The third type of category B designated matter (at paragraph (c) of the
definition) relates to Telstra giving an NBN corporation access to the site
of a telecommunications site (e.g. the site of a telecommunications
building, or of a tower, or of an underground facility which is used to
hold lines), which Telstra owns, occupies or controls, where such access is
for the creation or development of the NBN, and where such access is
authorised under section 577BA of the Tel Act for the purposes of
subsection 51(1) of the CCA.  It is envisaged that this access would be
given to enable an NBN corporation to situate a telecommunications facility
for the purposes of the NBN on that site.  As above, the giving by Telstra
of such access could be authorised for the purposes of the CCA under
subsections 577BA(3), (6) or (8) of the Tel Act.

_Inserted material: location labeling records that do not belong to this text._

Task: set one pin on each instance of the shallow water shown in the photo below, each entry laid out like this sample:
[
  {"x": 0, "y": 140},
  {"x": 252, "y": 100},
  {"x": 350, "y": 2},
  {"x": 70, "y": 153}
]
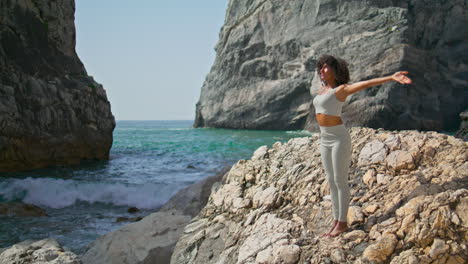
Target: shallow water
[{"x": 149, "y": 162}]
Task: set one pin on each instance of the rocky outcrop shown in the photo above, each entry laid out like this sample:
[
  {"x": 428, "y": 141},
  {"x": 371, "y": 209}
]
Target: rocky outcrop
[
  {"x": 21, "y": 209},
  {"x": 51, "y": 111},
  {"x": 463, "y": 130},
  {"x": 267, "y": 49},
  {"x": 152, "y": 239},
  {"x": 38, "y": 252},
  {"x": 408, "y": 205}
]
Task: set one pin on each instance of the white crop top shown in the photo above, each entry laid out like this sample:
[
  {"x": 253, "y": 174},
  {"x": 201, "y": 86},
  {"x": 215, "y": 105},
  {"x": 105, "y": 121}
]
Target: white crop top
[{"x": 328, "y": 104}]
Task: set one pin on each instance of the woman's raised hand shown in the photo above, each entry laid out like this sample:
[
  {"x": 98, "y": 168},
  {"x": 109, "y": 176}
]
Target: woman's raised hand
[{"x": 401, "y": 77}]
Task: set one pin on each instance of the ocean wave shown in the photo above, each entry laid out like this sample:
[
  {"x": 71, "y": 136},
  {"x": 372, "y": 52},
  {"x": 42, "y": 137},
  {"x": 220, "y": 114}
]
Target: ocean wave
[
  {"x": 59, "y": 193},
  {"x": 300, "y": 132}
]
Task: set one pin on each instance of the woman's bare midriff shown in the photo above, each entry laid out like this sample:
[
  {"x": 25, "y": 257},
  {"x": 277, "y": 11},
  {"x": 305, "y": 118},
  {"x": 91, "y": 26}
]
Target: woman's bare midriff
[{"x": 328, "y": 120}]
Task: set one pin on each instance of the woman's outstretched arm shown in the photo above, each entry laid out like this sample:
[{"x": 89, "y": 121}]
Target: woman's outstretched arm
[{"x": 358, "y": 86}]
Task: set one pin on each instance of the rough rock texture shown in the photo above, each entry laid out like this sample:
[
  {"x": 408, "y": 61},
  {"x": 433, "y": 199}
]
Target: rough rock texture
[
  {"x": 267, "y": 50},
  {"x": 272, "y": 208},
  {"x": 38, "y": 252},
  {"x": 463, "y": 130},
  {"x": 21, "y": 209},
  {"x": 51, "y": 111},
  {"x": 152, "y": 239}
]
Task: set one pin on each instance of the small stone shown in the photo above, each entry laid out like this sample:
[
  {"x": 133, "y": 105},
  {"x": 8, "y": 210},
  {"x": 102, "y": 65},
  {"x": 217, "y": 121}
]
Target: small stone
[
  {"x": 133, "y": 210},
  {"x": 438, "y": 247},
  {"x": 382, "y": 249},
  {"x": 337, "y": 256},
  {"x": 354, "y": 235},
  {"x": 399, "y": 159},
  {"x": 369, "y": 177},
  {"x": 373, "y": 152},
  {"x": 355, "y": 215},
  {"x": 370, "y": 209}
]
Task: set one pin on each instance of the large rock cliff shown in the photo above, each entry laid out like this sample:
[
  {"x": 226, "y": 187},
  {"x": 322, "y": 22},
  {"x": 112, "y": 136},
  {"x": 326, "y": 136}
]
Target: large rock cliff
[
  {"x": 51, "y": 111},
  {"x": 409, "y": 203},
  {"x": 267, "y": 49}
]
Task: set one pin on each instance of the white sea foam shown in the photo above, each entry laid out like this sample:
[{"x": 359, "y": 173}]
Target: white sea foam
[{"x": 59, "y": 193}]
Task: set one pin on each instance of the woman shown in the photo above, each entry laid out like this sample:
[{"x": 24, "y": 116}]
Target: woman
[{"x": 335, "y": 141}]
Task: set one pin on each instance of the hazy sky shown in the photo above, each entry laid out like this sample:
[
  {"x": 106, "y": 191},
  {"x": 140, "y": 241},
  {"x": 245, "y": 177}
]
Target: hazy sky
[{"x": 152, "y": 56}]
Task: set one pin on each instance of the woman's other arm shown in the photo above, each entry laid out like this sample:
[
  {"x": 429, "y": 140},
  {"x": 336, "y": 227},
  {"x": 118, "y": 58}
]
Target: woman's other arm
[{"x": 348, "y": 89}]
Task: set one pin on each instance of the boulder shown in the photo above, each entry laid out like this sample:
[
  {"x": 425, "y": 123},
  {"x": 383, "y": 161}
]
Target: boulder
[
  {"x": 51, "y": 111},
  {"x": 402, "y": 219},
  {"x": 21, "y": 209}
]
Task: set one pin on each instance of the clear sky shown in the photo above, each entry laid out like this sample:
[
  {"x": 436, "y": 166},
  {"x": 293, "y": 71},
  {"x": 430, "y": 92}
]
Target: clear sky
[{"x": 152, "y": 56}]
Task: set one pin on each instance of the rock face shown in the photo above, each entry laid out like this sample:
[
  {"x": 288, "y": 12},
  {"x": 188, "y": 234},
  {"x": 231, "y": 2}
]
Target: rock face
[
  {"x": 38, "y": 252},
  {"x": 51, "y": 111},
  {"x": 152, "y": 239},
  {"x": 267, "y": 50},
  {"x": 272, "y": 208},
  {"x": 21, "y": 209},
  {"x": 463, "y": 130}
]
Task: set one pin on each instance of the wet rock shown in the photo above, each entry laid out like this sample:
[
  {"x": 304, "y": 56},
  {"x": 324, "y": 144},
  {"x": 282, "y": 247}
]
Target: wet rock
[
  {"x": 51, "y": 111},
  {"x": 21, "y": 209},
  {"x": 355, "y": 215},
  {"x": 128, "y": 219},
  {"x": 133, "y": 210},
  {"x": 401, "y": 217},
  {"x": 462, "y": 132},
  {"x": 43, "y": 251},
  {"x": 152, "y": 239}
]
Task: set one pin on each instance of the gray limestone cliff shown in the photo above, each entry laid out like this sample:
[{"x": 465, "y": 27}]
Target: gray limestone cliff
[
  {"x": 51, "y": 111},
  {"x": 263, "y": 75}
]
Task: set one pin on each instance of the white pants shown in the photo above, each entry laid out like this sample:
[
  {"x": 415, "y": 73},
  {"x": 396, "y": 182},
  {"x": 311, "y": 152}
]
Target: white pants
[{"x": 335, "y": 149}]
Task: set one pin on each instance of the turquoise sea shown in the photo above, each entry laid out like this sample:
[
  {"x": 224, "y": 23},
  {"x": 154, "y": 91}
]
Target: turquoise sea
[{"x": 149, "y": 162}]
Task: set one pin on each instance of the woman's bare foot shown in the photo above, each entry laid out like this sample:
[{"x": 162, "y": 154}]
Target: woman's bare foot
[
  {"x": 335, "y": 222},
  {"x": 340, "y": 227}
]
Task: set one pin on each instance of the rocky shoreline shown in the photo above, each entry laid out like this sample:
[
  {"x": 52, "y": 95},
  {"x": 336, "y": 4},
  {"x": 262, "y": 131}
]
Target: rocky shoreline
[
  {"x": 409, "y": 205},
  {"x": 51, "y": 111}
]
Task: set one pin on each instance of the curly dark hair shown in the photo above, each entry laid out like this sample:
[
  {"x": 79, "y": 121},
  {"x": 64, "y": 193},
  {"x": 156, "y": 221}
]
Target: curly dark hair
[{"x": 339, "y": 67}]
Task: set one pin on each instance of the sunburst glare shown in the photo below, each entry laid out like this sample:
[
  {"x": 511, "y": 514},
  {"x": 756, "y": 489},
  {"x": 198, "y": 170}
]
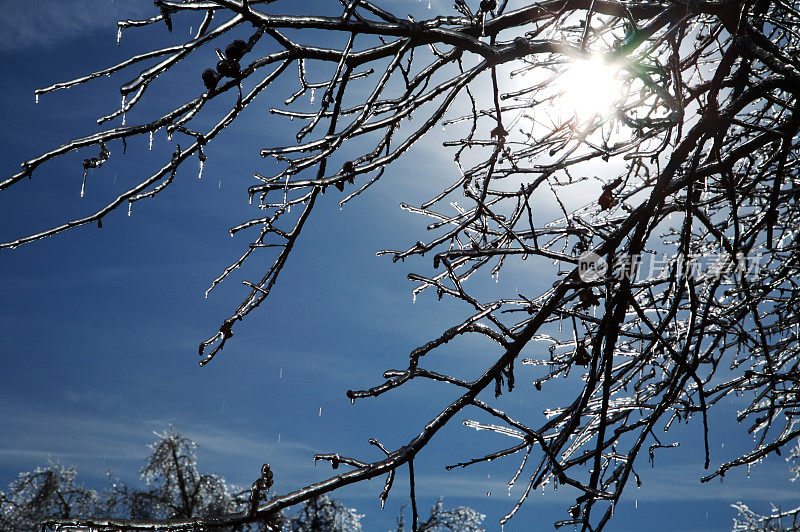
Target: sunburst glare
[{"x": 590, "y": 87}]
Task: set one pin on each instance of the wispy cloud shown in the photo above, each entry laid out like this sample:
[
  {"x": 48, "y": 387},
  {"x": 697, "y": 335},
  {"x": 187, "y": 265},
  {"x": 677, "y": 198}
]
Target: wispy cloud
[{"x": 46, "y": 23}]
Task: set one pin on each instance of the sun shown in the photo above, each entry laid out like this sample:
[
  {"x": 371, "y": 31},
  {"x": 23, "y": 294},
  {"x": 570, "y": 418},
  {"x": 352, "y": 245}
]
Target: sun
[{"x": 590, "y": 87}]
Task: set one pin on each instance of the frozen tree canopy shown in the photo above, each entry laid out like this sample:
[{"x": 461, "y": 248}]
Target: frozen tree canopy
[{"x": 677, "y": 267}]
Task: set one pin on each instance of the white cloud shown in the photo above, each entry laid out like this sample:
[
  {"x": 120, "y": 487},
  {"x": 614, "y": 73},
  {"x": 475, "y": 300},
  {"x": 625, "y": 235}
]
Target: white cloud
[{"x": 45, "y": 23}]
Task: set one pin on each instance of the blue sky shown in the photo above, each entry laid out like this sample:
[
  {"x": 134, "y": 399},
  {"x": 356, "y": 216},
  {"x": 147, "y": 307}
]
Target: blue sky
[{"x": 100, "y": 327}]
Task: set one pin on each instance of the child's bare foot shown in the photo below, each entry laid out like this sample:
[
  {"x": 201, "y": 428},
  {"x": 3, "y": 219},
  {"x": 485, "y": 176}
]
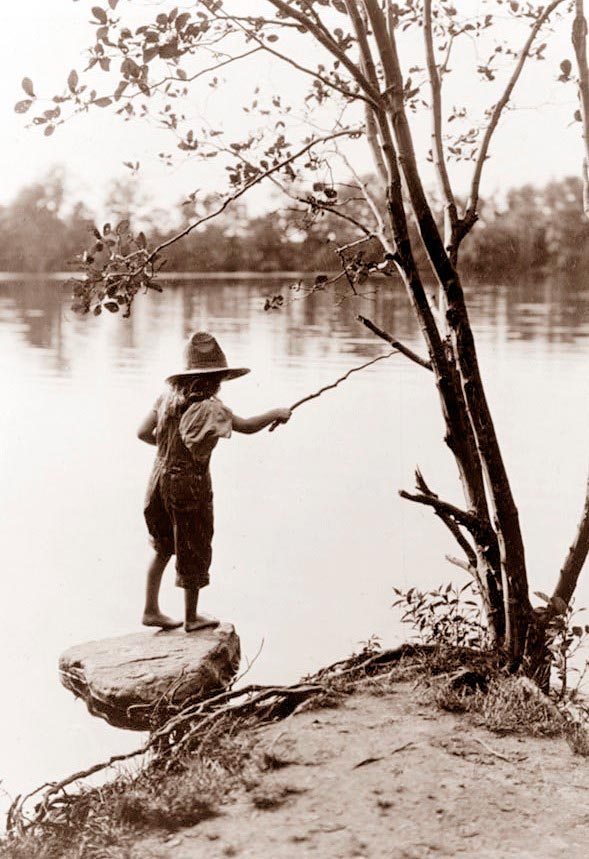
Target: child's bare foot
[
  {"x": 201, "y": 621},
  {"x": 159, "y": 619}
]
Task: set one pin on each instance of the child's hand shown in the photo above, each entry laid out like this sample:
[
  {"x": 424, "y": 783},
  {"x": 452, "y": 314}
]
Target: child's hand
[{"x": 281, "y": 416}]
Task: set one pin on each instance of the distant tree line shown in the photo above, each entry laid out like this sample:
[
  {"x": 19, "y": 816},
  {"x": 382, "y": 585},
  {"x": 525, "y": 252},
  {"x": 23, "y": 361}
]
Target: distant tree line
[{"x": 534, "y": 231}]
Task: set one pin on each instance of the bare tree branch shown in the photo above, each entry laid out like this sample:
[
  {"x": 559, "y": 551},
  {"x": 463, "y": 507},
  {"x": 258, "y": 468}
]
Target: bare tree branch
[
  {"x": 576, "y": 557},
  {"x": 451, "y": 216},
  {"x": 251, "y": 34},
  {"x": 470, "y": 215},
  {"x": 324, "y": 38},
  {"x": 404, "y": 350},
  {"x": 579, "y": 40},
  {"x": 255, "y": 181}
]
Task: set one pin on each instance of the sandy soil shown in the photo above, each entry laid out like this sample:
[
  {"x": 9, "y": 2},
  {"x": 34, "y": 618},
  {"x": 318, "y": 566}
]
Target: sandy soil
[{"x": 388, "y": 777}]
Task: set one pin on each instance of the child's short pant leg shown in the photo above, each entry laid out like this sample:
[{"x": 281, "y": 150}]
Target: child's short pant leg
[
  {"x": 193, "y": 534},
  {"x": 179, "y": 517},
  {"x": 159, "y": 523}
]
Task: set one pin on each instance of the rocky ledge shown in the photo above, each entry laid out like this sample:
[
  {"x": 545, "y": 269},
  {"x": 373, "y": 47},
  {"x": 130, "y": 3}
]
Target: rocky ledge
[{"x": 136, "y": 681}]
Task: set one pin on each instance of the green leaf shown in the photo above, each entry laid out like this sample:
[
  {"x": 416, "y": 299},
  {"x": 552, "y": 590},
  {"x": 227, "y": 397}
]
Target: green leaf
[
  {"x": 27, "y": 85},
  {"x": 559, "y": 604},
  {"x": 150, "y": 53},
  {"x": 100, "y": 14},
  {"x": 182, "y": 20},
  {"x": 122, "y": 86}
]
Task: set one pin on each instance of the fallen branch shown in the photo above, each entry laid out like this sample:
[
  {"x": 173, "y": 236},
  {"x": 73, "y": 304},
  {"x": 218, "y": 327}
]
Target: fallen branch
[{"x": 192, "y": 726}]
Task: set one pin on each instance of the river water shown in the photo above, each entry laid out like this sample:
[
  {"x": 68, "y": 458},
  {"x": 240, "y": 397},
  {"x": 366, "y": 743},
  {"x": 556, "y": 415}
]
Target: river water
[{"x": 311, "y": 535}]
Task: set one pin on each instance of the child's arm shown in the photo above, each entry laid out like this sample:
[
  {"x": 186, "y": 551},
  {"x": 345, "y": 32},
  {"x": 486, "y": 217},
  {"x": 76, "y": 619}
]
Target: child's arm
[
  {"x": 146, "y": 431},
  {"x": 258, "y": 422}
]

The fourth type of category B designated matter (at paragraph (d) of the
definition) relates to Telstra supplying an eligible service to an NBN
corporation where such supply is for the creation or development of the
NBN, and where such access is authorised under section 577BA of the Tel Act
for the purposes of subsection 51(1) of the CCA.  It is possible that, as
part of its structural separation arrangements, Telstra could supply
eligible services to NBN corporation to enable the NBN to be rolled out.
The supply of such services could be authorised under subsections 577BA(3),
(6) or (8).

As noted above, subsections 577BA(3), (4) and (5) will allow Telstra to
enter into agreements with NBN Co and other NBN corporations in the
expectation of the ACCC accepting a structural separation undertaking that
is submitted to it.

It is noted that the concept of giving access is intended to cover access
powers under Part 3 or Part 5 of Schedule 1 to the Act, or access pursuant
to a lease or any other form of access.  The inclusion of paragraphs (b),
(c) and (d) of the definition of category B designated matter is not
intended to suggest that the fact of granting access to a facility, or
supplying an eligible service, is of itself a transaction that could give
rise to a stamp duty.

The remaining types of category B designated matter (at paragraph (e), (f)
and (g) of the definition of that term) mirror the types of category A
designated matter described at paragraphs (c), (d) and (e) of the
definition of that term.  These provisions apply in a similar way.

Sunset Clauses
The sunset clauses for the designated matters (as described below) ensure
that the exemption does not continue into the future, when other business
as usual transactions would be subject to State/Territory laws regarding
stamp duty and other taxes.
The proposed stamp duty and tax exemption for category A designated matters
(under proposed subsection 98(4)) ceases to operate 24 months from the day
that the Communications Minister makes a declaration under section 48 of
the Companies Bill that, in the Communication Minister's opinion, the NBN
should be treated as built and fully operational (see subclause 98A(3)).
The timeframe aligns with the migration timeframe proposed for the NBN.
The migration of customers is expected to commence during the rollout of
the NBN and proceed on an incremental basis, but continue for up to 24
months after the NBN is built and fully operational. Accordingly, the
timeframe covers the additional period after the rollout that is necessary
to complete the migration.
The proposed stamp duty and tax exemption for category B designated matters
(under subclause 98A(4)) ceases to have effect from the day that the
Communications Minister makes a declaration under section 48, that, in the
Communication Minister's opinion, the NBN should be treated as built and
fully operational (see subclause 98A(5)).  This expiration trigger point is
selected because any transfer of a conduit, wire or cable, or giving of
access to a facility, site or service, is expected to have been completed
by the time the roll out of the NBN is complete.
Transitional definitions
Proposed subclause 98A(7) is necessary because of the proposed
retrospective commencement of new clause 98A (see amendment (1) above). It
ensures that key definitions set out under the Companies Bill are treated
as having been in force from 22 March 2011 (the date of commencement of
clause 98A) until the date that section 5 of the Companies Act commences.